After a winter break, the walks re-start this month, taking place monthly at such area parks as 5 Senses Garden, Penbrook Park and Wildwood Park. The March 25 event is at City Island. All weekday walks are held from 6 to 7 p.m. and Saturday events from 10 to 11 a.m. Topics include nutrition, trauma care, women’s health, outdoor first aid, skin cancer prevention and more.
All participants are asked to register with the parks so they can plan and communicate about bad weather or schedule changes. Walks are appropriate for people of all ages, and participants can ask questions of the doctors during and after the walks.
“We try to make it as ability friendly as we can make it,” said Doug Knauss, parks and recreation director for Susquehanna Township. “If someone is not a walker, it will be on a route and path they are comfortable with that’s relatively flat and not too difficult for people to take part in.”
Dr. Cayce Onks, a primary care sports medicine physician for Penn State Health, has participated every year. The first year, he presented on the benefits of physical activity, then practiced what he preached on the hike that followed. The next year, he discussed heat illness and exercise—appropriately on a hot, humid July day. Last year, he discussed the benefit of exercise in the treatment and prevention of cancer.
“The reason I got involved was because of the overwhelming benefits of physical activity for all systems,” Onks said. “There’s no single modifier of health that has such a profound effect on the whole body as exercise.”
Onks stressed the issues that motivated Sabgir to start the program, noting that 70% of Americans aren’t meeting national exercise guidelines.
“That’s the area I’m most interested in—implementation,” he said. “How do I get a patient to go for a walk?”
Robust Effects
Dauphin County offers other programming, including those based around wellness and the outdoors, yoga at the river, meditation, art programs, plant programs, forest bathing and more.

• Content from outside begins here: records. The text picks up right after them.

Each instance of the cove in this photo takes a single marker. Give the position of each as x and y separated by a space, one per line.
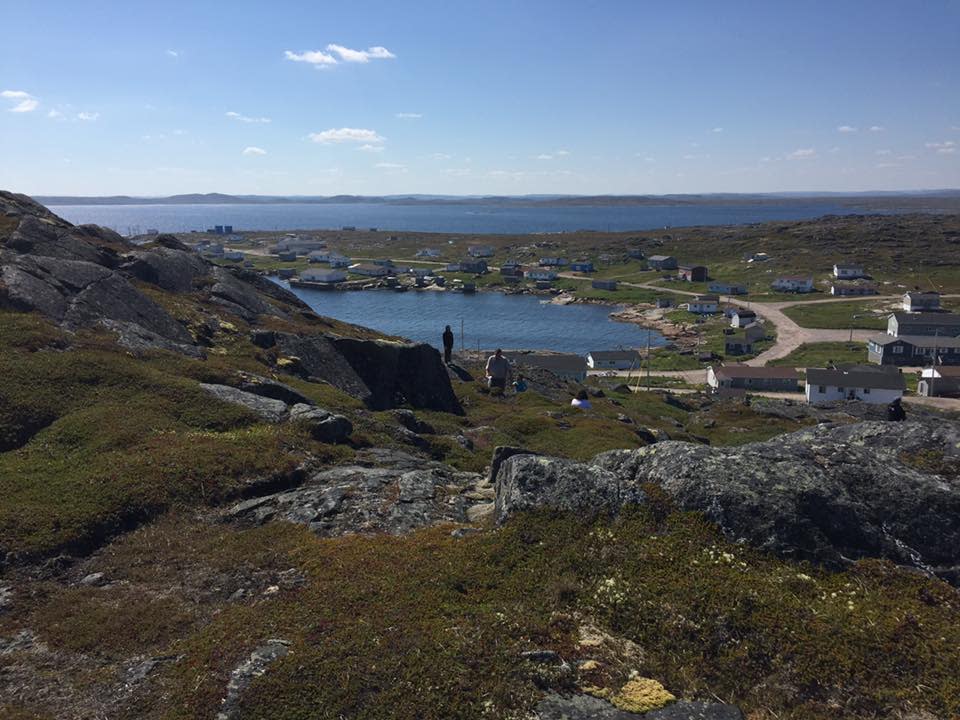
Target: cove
490 319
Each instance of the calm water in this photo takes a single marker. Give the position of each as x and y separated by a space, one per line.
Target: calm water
489 318
131 219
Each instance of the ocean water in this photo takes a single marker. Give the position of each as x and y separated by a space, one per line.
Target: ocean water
490 319
132 219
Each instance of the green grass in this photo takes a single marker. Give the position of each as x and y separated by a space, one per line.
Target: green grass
820 354
98 441
867 315
429 626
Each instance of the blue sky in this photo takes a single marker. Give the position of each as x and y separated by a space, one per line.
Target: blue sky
497 97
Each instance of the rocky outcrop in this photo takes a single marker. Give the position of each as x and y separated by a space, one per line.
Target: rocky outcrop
382 491
828 494
586 707
324 425
400 374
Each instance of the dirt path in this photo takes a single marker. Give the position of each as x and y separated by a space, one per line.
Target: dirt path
790 335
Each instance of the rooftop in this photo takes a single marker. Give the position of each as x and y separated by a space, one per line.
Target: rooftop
856 376
931 341
945 319
745 371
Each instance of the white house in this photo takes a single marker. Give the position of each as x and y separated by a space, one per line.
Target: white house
742 318
539 274
921 301
939 381
480 251
793 283
613 359
848 271
370 270
877 385
704 304
323 276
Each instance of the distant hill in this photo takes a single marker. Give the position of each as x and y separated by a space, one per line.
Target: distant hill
946 199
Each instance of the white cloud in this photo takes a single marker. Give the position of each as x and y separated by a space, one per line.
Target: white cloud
244 118
341 135
348 55
802 154
23 101
948 147
317 58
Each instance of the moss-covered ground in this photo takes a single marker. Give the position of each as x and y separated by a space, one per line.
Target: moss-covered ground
431 626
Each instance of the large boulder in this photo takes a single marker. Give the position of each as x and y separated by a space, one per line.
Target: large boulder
828 494
382 374
77 293
400 374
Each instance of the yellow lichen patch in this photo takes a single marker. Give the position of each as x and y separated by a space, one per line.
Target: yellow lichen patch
642 695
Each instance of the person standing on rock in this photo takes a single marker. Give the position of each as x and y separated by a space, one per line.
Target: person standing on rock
447 345
498 370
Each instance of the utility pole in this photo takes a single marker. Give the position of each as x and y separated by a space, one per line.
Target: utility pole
648 359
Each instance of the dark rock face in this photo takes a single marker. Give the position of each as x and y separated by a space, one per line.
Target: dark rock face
382 374
586 707
324 425
827 494
385 491
172 270
400 373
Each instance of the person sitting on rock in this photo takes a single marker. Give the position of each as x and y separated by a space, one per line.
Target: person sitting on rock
581 400
447 344
498 370
895 411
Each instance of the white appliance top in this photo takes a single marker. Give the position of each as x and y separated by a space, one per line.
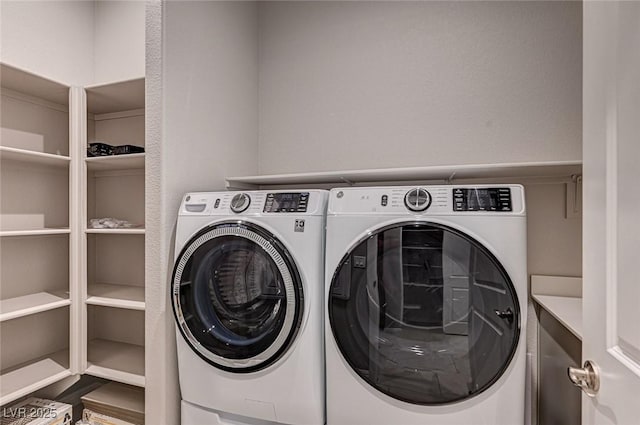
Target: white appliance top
297 202
479 200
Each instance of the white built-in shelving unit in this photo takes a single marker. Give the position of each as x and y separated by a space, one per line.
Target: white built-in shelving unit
72 298
37 233
114 258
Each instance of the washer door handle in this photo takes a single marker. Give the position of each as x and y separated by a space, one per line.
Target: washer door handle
506 315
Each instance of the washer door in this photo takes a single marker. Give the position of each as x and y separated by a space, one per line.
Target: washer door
424 313
237 296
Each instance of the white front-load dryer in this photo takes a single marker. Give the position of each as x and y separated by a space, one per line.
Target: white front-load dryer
247 293
426 291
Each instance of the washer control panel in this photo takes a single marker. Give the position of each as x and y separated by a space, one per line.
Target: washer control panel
279 202
482 199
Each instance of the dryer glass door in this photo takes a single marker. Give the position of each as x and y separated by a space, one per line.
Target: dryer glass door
237 296
424 313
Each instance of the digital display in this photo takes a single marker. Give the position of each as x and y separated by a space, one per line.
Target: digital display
489 199
286 202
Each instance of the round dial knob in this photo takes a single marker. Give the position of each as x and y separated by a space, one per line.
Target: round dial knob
240 202
417 199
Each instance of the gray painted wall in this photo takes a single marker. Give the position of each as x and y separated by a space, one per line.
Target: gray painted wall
202 123
362 84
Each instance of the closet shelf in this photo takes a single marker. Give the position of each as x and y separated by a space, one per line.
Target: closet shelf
36 232
32 376
445 173
116 162
13 308
116 361
23 155
34 85
116 97
115 231
119 296
562 297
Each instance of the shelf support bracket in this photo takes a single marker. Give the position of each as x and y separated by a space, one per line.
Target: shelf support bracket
573 197
347 181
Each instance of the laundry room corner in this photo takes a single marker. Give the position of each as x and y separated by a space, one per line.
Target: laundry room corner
201 127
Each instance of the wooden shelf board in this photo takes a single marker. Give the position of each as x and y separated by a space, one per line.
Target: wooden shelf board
116 162
23 155
13 308
35 232
34 375
116 97
119 296
134 231
447 173
34 85
116 361
567 310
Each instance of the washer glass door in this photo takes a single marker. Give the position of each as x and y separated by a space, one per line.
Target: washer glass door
424 313
237 296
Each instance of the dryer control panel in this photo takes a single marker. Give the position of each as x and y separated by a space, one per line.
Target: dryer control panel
482 199
485 200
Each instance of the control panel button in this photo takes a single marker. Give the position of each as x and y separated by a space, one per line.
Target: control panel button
240 202
417 199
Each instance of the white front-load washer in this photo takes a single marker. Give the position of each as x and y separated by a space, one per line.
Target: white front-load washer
247 293
426 291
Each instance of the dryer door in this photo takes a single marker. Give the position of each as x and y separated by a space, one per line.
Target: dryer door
424 313
237 296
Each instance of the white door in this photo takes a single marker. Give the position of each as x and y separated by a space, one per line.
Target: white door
611 256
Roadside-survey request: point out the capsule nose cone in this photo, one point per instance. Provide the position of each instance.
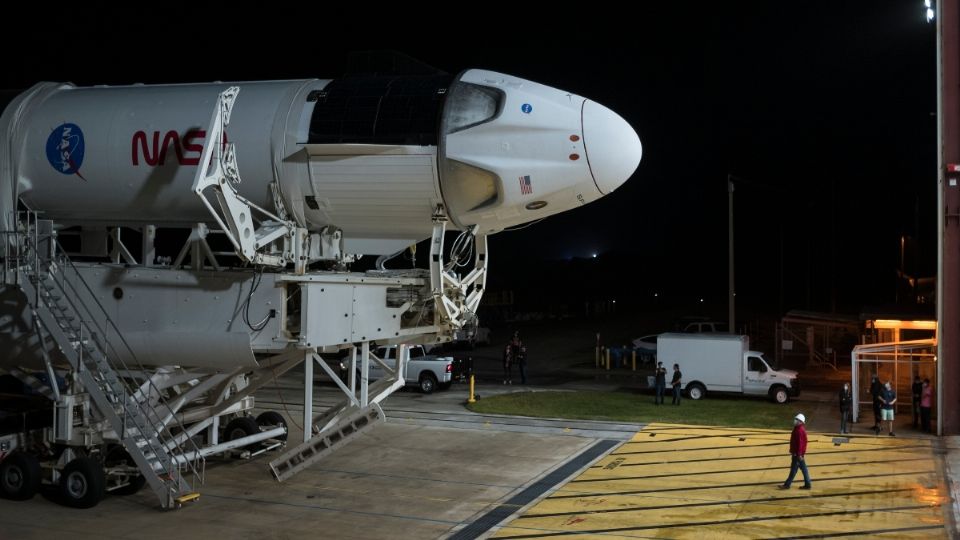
(613, 148)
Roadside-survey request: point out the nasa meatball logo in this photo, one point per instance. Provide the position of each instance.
(65, 149)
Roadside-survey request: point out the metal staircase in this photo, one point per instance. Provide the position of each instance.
(66, 309)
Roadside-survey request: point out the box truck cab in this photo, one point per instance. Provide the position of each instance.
(724, 363)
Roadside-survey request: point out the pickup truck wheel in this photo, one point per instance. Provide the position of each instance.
(19, 476)
(428, 383)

A volunteer-led weekly walk at Wildwood at 1 p.m. on Wednesdays attracts many people who want to walk, but don’t want to walk alone, said Nancy Gates, Dauphin County Parks & Recreation assistant program manager.
Dr. Matt Silvis, chair of family medicine and a sports medicine physician at Penn State Health, dove into detail about forest bathing on his last Walk with a Doc. This topic might conjure images of jumping into cold streams, but, in fact, is merely walking in an outdoor area, forest or field and engaging with nature like a toddler might.
“It is slow walking and meandering and really engaging all of your senses, taking time to listen, smell, touch,” Silvis said. “It has significant health benefits and falls into meditation categories for restorative health.”
Silvis said walkers first asked questions about forest bathing, but then asked “every question imaginable.” Everyone on the walk interacted, he said.
Another physician, Dr. Everett Hills a physical medicine and rehabilitation practitioner, encourages participants not only to stay mobile, but to note their walking speed, saying that increasing evidence shows that how fast someone walks can be a predictor of how fast they age and may signal the need to see a doctor.
“Walking is such a vital activity,” he said. “Just maintaining an active lifestyle and walking doesn’t require anything more special than a good pair of shoes and the willingness to get out there whether rain or shine, night or day.”
He describes regular walking as highly productive.
“On a bad day, a walk helps clear it out—burns off excess energy, gives you redirection, has cardio and pulmonary benefits, and keeps limbs active and limber,” Hill said.
Parks, Onks noted, offer a safe environment for people to exercise in an outdoor setting, all of which has health benefits.
“Being outside, being in the wilderness is shown to be helpful for stress and anxiety. Just being in wilderness itself is a positive thing,” he said. “Add a little bit of physical activity to it, and it has robust effects.”